Inferring JSON Structure Schemas from Your Data with Structurize

If you have JSON data and need a schema for it, the new json2s command in Structurize can help. It analyzes your JSON files, figures out what types you’re working with, and produces a valid JSON Structure schema document — one that you can use for validation, code generation, or documentation.

What is Structurize?

Structurize is a schema conversion toolkit that transforms between various schema formats: JSON Schema, JSON Structure, Avro Schema, Protocol Buffers, XSD, and more. It also generates code in multiple languages (C#, Python, TypeScript, Java, Go, Rust, C++) and exports schemas to SQL databases and data formats like Parquet and Iceberg.

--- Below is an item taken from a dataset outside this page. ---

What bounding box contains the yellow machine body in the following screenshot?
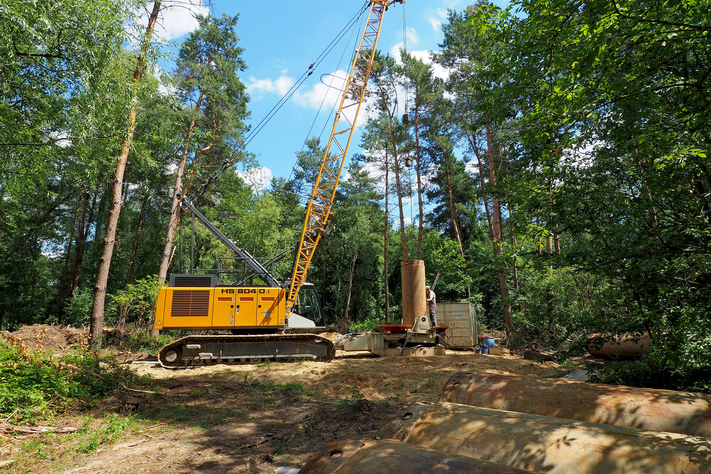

The tool ships under two package names — structurize and avrotize — both sharing the same codebase. Choose whichever aligns with your primary use case. JSON Structure users will likely prefer structurize.

Install it with:

pip install structurize

The json2s Command: Schema Inference from JSON

The json2s command reads one or more JSON files and infers a JSON Structure schema from them. It handles single JSON objects, JSON arrays, and JSONL (newline-delimited JSON) files.

Basic Usage

structurize json2s data.json --out schema.jstruct.json --type-name MyType

Parameters:

  • <json_files...> — One or more JSON files to analyze
  • --out — Output path for the JSON Structure schema (stdout if omitted)
  • --type-name — Name for the root type (default: “Document”)
  • --base-id — Base URI for $id generation (default: “https://example.com/”)
  • --sample-size — Maximum records to sample (0 = all, default: 0)
  • --infer-choices — Detect discriminated unions (more on this below)

Multiple Files and JSONL

The command accepts multiple input files, merging their structures into a unified schema. This is useful when your data is split across files or when you want to analyze several examples together.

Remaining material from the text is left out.